Mas a Enterprise e a Avis não o fizeram e conseguiram roubar ainda mais clientes à Hertz. Numa entrevista no sábado, Tague disse que o crescimento não era a sua prioridade. Começou a inserir SUV na frota, mas os problemas eram mais do que muitos: finalizar a investigação sobre fraude contabilística, integração da Dollar Thrifty, reconstruir a equipa de gestão que ficou fragilizada com a mudança para a Florida e fazer o "spin off" da unidade de aluguer de equipamentos.
"Depois da minha chegada, ficou claro que muitas coisas tinham de ser resolvidas de forma urgente", disse Tague numa entrevista telefónica. "Foi isso que fiz".
Futuro
Tague retirou-se no início de 2017 e foi substituído por Kathryn Marinello, que tinha estado na administração da General Motors e da Volvo. Os primeiros esforços iniciais para reduzir a frota e aumentar o peso dos SUV foram anulados pelo efeito do surgimento da Uber e da Lyft.
Marinello fez progressos. A Hertz conseguiu nove trimestres seguidos de crescimento dos resultados e as vendas subiram durante 10 trimestres consecutivos.
Mas quando a pandemia dizimou a indústria do rent a car, a Hertz ainda tinha pouca liquidez e uma montanha de dívida.

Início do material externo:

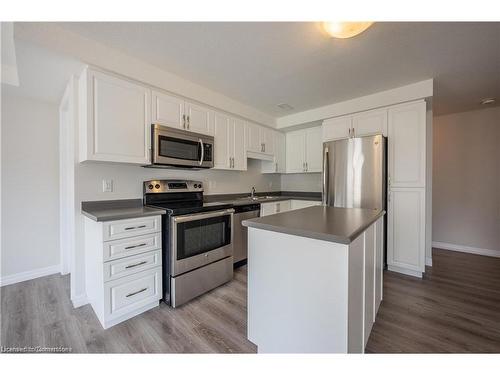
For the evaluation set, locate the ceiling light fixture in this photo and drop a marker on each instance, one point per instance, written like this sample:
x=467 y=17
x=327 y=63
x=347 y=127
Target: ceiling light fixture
x=486 y=101
x=345 y=30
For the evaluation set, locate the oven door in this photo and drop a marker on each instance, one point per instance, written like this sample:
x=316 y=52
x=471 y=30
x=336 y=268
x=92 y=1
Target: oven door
x=180 y=148
x=200 y=239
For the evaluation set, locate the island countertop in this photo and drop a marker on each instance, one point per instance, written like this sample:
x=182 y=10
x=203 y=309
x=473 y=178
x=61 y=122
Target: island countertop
x=334 y=224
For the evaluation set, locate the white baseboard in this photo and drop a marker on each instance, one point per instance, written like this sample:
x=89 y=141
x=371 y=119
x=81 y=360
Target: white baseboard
x=405 y=271
x=79 y=300
x=29 y=275
x=466 y=249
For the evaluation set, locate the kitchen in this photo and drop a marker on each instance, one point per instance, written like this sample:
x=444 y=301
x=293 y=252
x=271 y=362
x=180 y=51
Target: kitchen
x=161 y=184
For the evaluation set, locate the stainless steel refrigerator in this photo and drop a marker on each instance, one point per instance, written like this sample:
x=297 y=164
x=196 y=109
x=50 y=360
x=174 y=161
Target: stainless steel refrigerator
x=354 y=172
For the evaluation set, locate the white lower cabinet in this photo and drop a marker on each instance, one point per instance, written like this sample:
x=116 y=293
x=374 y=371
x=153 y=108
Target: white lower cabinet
x=123 y=265
x=406 y=231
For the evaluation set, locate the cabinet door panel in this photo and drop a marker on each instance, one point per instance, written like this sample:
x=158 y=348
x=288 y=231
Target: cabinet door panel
x=370 y=123
x=198 y=120
x=239 y=145
x=222 y=136
x=167 y=110
x=407 y=145
x=336 y=128
x=120 y=120
x=406 y=229
x=295 y=152
x=314 y=150
x=253 y=137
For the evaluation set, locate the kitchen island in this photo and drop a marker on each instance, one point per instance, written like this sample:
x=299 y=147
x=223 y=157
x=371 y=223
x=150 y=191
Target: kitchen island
x=314 y=279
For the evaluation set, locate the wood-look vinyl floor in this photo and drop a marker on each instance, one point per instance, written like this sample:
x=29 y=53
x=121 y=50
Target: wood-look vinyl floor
x=455 y=308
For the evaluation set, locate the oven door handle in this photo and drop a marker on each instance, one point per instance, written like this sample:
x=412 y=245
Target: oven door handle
x=184 y=218
x=202 y=152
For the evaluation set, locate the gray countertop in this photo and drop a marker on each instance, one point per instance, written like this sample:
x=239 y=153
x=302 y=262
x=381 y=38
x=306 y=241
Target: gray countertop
x=118 y=210
x=334 y=224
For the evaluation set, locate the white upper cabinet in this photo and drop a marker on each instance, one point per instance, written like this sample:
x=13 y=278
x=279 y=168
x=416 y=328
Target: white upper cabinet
x=314 y=150
x=115 y=120
x=239 y=150
x=168 y=110
x=406 y=145
x=304 y=151
x=259 y=141
x=229 y=134
x=198 y=118
x=356 y=125
x=277 y=165
x=337 y=128
x=222 y=154
x=295 y=152
x=370 y=123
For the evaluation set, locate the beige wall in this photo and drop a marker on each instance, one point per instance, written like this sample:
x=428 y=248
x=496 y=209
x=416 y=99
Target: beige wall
x=466 y=179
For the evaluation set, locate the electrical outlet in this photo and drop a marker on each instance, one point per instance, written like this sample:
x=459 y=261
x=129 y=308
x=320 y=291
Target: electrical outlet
x=107 y=186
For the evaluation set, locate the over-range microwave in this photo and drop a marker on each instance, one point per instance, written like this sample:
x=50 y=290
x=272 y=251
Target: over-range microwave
x=171 y=147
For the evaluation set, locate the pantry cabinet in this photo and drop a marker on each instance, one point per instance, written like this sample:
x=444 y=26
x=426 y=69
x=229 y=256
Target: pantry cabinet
x=304 y=151
x=407 y=130
x=406 y=230
x=229 y=134
x=115 y=119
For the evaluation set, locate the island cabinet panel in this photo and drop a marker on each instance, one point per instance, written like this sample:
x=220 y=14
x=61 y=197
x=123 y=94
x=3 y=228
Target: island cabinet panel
x=356 y=289
x=369 y=282
x=379 y=264
x=307 y=295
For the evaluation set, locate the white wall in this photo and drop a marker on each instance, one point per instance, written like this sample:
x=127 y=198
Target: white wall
x=466 y=179
x=30 y=187
x=301 y=182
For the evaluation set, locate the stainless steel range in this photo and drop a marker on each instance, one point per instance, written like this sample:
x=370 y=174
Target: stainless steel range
x=197 y=239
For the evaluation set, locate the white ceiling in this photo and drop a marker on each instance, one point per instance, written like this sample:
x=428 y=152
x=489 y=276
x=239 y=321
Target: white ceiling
x=42 y=73
x=264 y=64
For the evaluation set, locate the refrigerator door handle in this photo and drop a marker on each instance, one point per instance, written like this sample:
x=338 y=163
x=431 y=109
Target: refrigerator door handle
x=326 y=168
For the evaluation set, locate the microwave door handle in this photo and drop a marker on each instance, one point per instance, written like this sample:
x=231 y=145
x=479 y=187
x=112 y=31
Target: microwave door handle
x=202 y=152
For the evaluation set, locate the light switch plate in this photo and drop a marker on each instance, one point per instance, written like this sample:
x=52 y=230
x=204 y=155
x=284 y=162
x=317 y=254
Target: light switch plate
x=107 y=186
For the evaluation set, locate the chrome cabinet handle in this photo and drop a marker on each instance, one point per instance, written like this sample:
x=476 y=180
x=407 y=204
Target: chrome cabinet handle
x=138 y=227
x=134 y=246
x=134 y=293
x=136 y=264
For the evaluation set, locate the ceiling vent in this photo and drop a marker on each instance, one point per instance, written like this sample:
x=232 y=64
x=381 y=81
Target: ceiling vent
x=285 y=107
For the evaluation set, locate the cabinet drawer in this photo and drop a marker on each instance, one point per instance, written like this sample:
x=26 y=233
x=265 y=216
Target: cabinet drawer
x=131 y=265
x=131 y=246
x=132 y=227
x=132 y=292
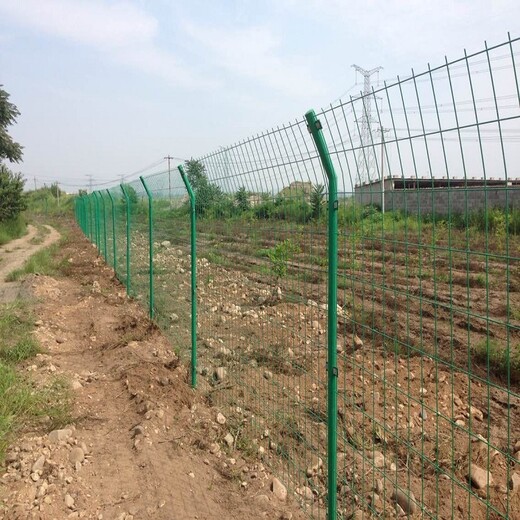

Marinello demitiu-se a 16 de maio, menos de uma semana antes do pedido de proteção de credores ter entrado em tribunal.
"Devido ao impacto severo da covid-19 na nossa atividade e a incerteza de quando as viagens e a economia vão recuperar, temos de dar novos passos para enfrentar uma recuperação potencialmente prolongada", disse o novo CEO, Paul Stone, no comunicado a anunciar o pedido de proteção de credores.
"Os nossos clientes leais tornaram-nos numa das marcas mais icónicas em todo o mundo e estamos ansiosos por os continuar a servir agora e no futur0", acrescentou.